Dr. Li, who is also collaborating with NASA on 3D-printing technologies to replicate the surface of the moon, brings a unique engineering mindset to biomedical challenges.
“I’m interested in using an experimental approach to study 3D printing and using the multiple fixed models to simulate fundamental details of the printing and manufacturing processes,” he said.
Fine-tuning the Design
After countless iterations and nearly two years of trial and error, Dr. Li’s experimental AM process helped him and UTD mechanical engineering doctoral student Kishore Mysore Nagaraja print the femur model with the same geometry as real bone. The innovation holds promise for improving surgical outcomes; surgeons can use the printed bones to plan and rehearse procedures, minimizing uncertainty in the operating room.
Dr. Li’s team compared the 3D-printed model to real human donor bones, evaluating both for geometric accuracy and mechanical properties such as mature strength. By creating replicas of a patient’s unique anatomy, surgeons can better prepare for surgery and improve patient safety and surgical efficacy. With the 3D-printed bone as a guide, surgeons and researchers could apply various surgical plans with various tools to develop an optimal approach.
The process begins with preoperative imaging. “We use MRI or CT scans to capture a detailed 3D map of the patient’s bone structure,” Dr. Li explained. “From there, we print a prototype that precisely matches the patient’s anatomical geometry. Orthopedics is bioengineering this area of research, and 3D printing is a feasible technology for personalizing orthopedic implants.”
Dr. Li said that while the current application of this technology focuses on surgical training and educational modeling, he sees a broader and potentially more impactful application for its use: 3D printing sections of bone to replace and repair damaged bone in the human body. His team’s long-term goal is to combine biodegradable polymers like PLA with living femur cells or tissue to integrate the implant into the human body.

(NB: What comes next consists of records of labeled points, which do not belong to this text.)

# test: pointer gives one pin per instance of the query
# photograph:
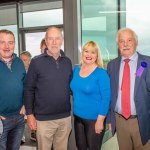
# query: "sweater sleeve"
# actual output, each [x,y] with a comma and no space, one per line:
[104,87]
[29,90]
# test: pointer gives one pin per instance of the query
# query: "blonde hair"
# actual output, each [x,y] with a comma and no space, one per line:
[93,47]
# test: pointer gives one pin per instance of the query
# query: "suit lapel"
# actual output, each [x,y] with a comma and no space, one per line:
[117,70]
[138,79]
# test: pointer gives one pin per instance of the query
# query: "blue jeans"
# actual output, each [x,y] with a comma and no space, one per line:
[13,128]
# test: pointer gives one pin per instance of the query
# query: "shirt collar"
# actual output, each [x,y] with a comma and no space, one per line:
[134,57]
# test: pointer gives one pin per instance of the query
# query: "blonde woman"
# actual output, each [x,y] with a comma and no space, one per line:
[91,96]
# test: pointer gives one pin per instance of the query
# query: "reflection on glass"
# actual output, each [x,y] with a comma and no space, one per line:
[100,24]
[33,41]
[137,19]
[43,18]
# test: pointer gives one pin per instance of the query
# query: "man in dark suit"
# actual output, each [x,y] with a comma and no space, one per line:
[129,113]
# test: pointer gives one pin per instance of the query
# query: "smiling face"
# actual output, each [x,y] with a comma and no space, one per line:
[127,43]
[54,40]
[89,55]
[7,45]
[26,60]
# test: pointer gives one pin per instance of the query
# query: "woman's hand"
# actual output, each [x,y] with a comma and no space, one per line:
[99,125]
[31,121]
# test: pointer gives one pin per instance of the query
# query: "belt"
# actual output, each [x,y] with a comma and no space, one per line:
[131,116]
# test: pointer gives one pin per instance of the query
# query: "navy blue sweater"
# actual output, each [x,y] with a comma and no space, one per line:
[11,87]
[47,91]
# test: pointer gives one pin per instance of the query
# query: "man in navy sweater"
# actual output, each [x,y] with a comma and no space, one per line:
[47,94]
[12,74]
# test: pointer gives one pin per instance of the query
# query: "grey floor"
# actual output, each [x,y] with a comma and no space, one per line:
[111,144]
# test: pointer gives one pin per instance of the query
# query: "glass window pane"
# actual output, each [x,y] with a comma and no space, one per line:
[99,24]
[137,18]
[33,41]
[43,18]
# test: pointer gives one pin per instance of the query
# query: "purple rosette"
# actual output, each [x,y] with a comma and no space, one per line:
[141,69]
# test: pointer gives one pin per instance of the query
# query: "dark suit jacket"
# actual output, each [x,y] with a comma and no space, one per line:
[141,95]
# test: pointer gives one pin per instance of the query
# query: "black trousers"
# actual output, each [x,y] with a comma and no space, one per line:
[86,138]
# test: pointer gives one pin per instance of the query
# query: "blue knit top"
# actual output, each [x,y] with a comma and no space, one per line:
[91,94]
[11,87]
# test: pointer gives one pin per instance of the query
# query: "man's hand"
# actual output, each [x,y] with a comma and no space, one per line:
[31,121]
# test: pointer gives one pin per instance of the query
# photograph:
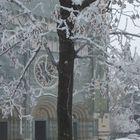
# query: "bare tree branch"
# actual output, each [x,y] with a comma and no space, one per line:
[50,55]
[124,33]
[4,52]
[26,67]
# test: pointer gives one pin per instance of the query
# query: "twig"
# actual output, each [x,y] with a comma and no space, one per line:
[9,49]
[124,33]
[50,55]
[26,67]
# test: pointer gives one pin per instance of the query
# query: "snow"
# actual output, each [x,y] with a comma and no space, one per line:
[77,2]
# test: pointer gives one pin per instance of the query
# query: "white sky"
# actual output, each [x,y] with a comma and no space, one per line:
[132,29]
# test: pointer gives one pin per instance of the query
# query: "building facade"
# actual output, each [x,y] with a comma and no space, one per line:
[91,119]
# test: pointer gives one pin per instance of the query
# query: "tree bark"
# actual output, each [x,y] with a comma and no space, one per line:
[65,86]
[65,72]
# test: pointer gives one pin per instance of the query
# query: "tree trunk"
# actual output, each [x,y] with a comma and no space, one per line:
[65,70]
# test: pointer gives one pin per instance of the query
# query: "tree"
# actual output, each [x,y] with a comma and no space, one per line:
[94,24]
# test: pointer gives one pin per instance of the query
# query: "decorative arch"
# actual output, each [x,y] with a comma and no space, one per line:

“AM opens the door to printing implants that can degrade safely,” he said. “Materials like PLA eventually break down into byproducts such as water and carbon dioxide.”
Step Toward Success
Despite its promise, 3D-printed bone replacement technology still faces significant obstacles before it can be used in clinical settings.
The first challenge is geometric accuracy. “We can acquire highly detailed 3D scans from MRI or CT, but there’s a limitation to the dimension of AM,” Dr. Li said. “To print the femur’s curved, complex surface, we need to use a very small printing diameter. Current manufacturing technology doesn’t allow for it.”

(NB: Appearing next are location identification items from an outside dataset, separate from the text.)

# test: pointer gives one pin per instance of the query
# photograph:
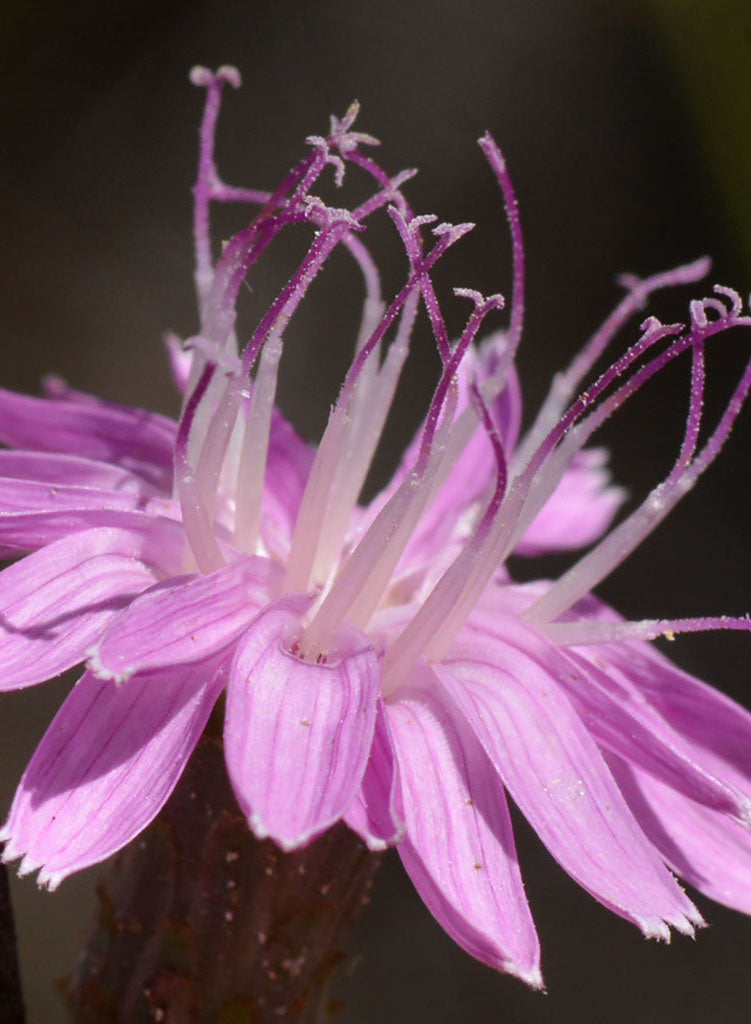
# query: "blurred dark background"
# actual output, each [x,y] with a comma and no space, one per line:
[625,126]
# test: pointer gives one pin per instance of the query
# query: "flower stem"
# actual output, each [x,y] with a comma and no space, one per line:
[201,922]
[11,1000]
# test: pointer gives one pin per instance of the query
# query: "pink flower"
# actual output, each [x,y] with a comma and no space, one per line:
[379,664]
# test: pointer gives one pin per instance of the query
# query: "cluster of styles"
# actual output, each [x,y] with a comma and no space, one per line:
[380,667]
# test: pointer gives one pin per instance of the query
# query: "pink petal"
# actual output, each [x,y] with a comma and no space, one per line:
[35,496]
[72,470]
[706,848]
[186,620]
[633,729]
[106,767]
[579,511]
[297,734]
[22,531]
[139,441]
[58,600]
[376,813]
[554,771]
[715,729]
[459,848]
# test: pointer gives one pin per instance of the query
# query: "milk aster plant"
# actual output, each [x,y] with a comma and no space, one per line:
[379,665]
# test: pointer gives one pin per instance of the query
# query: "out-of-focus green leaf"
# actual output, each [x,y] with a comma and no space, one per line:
[709,45]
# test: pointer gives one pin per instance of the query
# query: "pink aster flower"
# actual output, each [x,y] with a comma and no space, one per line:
[380,666]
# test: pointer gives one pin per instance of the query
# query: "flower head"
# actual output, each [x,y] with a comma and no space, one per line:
[380,665]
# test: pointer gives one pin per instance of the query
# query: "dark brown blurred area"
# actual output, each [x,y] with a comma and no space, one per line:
[98,125]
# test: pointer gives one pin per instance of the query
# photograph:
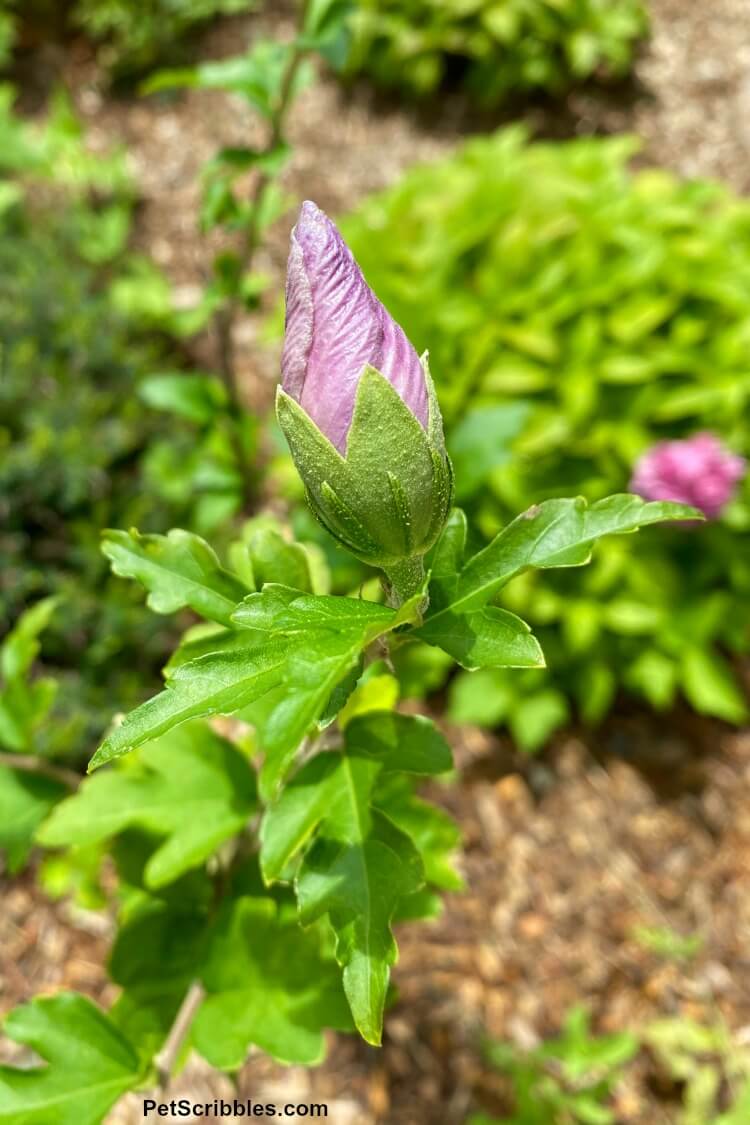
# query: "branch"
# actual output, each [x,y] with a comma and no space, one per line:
[30,764]
[225,317]
[166,1058]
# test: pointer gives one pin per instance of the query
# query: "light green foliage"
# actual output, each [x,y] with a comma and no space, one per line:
[567,1080]
[668,943]
[359,862]
[270,984]
[87,1064]
[495,47]
[191,788]
[179,570]
[345,827]
[602,311]
[704,1060]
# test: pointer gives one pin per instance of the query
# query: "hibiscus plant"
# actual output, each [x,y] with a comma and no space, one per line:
[261,812]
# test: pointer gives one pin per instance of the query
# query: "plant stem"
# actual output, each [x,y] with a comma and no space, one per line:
[168,1055]
[30,764]
[225,318]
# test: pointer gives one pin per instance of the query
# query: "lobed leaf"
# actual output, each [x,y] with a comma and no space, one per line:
[178,569]
[190,786]
[88,1064]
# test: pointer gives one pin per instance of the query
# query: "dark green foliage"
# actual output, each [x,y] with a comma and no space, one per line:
[133,34]
[495,48]
[579,313]
[72,435]
[79,450]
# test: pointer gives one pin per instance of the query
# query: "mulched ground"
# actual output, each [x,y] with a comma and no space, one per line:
[645,824]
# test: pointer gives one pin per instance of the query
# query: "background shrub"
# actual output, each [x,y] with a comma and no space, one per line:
[134,34]
[496,47]
[576,313]
[79,450]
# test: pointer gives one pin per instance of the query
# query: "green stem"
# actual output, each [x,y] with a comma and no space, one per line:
[405,579]
[226,317]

A second hurdle involves identifying suitable materials and optimizing the printing process to match the mechanical performance of real bone.

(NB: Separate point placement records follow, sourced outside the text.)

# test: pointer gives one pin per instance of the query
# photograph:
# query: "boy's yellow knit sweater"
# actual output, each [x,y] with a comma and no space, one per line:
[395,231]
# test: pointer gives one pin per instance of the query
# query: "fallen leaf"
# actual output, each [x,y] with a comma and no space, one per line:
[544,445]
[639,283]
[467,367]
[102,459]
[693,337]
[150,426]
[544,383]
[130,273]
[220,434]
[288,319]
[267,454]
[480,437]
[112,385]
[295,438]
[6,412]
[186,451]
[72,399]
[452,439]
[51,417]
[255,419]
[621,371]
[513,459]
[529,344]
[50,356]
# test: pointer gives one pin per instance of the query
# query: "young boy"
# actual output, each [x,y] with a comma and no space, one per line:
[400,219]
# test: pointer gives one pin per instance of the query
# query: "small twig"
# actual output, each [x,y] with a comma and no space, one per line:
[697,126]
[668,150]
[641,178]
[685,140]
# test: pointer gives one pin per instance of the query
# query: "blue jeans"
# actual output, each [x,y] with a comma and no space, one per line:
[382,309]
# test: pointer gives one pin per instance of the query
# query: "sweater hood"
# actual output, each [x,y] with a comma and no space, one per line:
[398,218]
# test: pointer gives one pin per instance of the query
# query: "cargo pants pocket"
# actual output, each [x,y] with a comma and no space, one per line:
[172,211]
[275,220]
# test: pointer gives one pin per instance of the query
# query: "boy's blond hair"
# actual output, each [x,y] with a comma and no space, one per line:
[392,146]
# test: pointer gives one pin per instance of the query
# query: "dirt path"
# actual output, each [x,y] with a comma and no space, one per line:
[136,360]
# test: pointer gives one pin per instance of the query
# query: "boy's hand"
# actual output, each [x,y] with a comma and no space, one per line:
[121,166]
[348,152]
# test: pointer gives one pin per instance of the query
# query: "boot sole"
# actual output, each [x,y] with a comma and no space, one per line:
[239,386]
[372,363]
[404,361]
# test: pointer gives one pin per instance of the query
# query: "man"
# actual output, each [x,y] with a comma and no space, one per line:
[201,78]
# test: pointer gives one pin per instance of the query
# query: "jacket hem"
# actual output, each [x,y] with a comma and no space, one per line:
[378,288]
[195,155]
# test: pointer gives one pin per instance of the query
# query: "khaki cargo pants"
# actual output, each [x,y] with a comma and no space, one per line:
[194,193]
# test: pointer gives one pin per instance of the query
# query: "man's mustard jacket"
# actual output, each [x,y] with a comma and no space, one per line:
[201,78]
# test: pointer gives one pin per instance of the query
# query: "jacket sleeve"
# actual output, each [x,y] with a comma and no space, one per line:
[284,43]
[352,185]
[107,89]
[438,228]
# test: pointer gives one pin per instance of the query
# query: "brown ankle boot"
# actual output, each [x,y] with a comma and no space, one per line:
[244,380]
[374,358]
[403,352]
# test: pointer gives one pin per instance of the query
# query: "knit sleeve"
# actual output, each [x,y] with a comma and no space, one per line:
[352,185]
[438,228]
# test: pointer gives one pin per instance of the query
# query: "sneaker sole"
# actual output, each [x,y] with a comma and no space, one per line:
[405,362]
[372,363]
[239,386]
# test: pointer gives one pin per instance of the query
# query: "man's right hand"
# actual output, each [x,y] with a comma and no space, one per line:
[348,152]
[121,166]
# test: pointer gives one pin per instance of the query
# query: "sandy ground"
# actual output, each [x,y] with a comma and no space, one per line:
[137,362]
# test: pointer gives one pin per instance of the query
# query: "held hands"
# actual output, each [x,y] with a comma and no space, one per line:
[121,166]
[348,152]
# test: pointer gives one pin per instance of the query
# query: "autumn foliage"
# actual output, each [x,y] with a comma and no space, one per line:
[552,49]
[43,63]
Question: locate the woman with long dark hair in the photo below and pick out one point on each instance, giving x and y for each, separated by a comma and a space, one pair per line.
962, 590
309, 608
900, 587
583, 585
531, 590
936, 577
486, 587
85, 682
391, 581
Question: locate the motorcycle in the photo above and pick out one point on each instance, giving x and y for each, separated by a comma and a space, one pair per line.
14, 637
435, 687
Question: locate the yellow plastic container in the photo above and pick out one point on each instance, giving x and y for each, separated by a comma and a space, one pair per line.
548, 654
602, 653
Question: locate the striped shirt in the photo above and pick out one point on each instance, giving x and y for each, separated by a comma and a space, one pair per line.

“We can use PLA to print bone structures, but so far there are no successful experiments that can prove that a PLA-printed structure can be used in the human body,” Dr. Li said. “We need more data to prove that this technology is safe and reliable for use in patients.”
One of Dr. Li’s most critical insights involves the need to integrate predictive modeling into the 3D printing process. By simulating the mechanical and structural outcomes before printing, engineers can better tailor each implant to clinical requirements.
The 3D-printed femur model is an example of how engineering innovation can transform clinical practice. From training surgeons to developing next-generation implants, Dr. Li’s work shows the potential of AM’s applications in orthopedics.
As AM continues to evolve, Dr. Li’s work represents a step toward improved surgical planning and the creation of regenerative bone implants. He noted that 3D printing is a complicated process with many printing parameters that need to be optimized.
He added, “Modeling that can help predict the geometric and mechanical properties of the printed bone structure needs to be built into the printing process to better meet the needs of hospitals, patients and the orthopedic market.”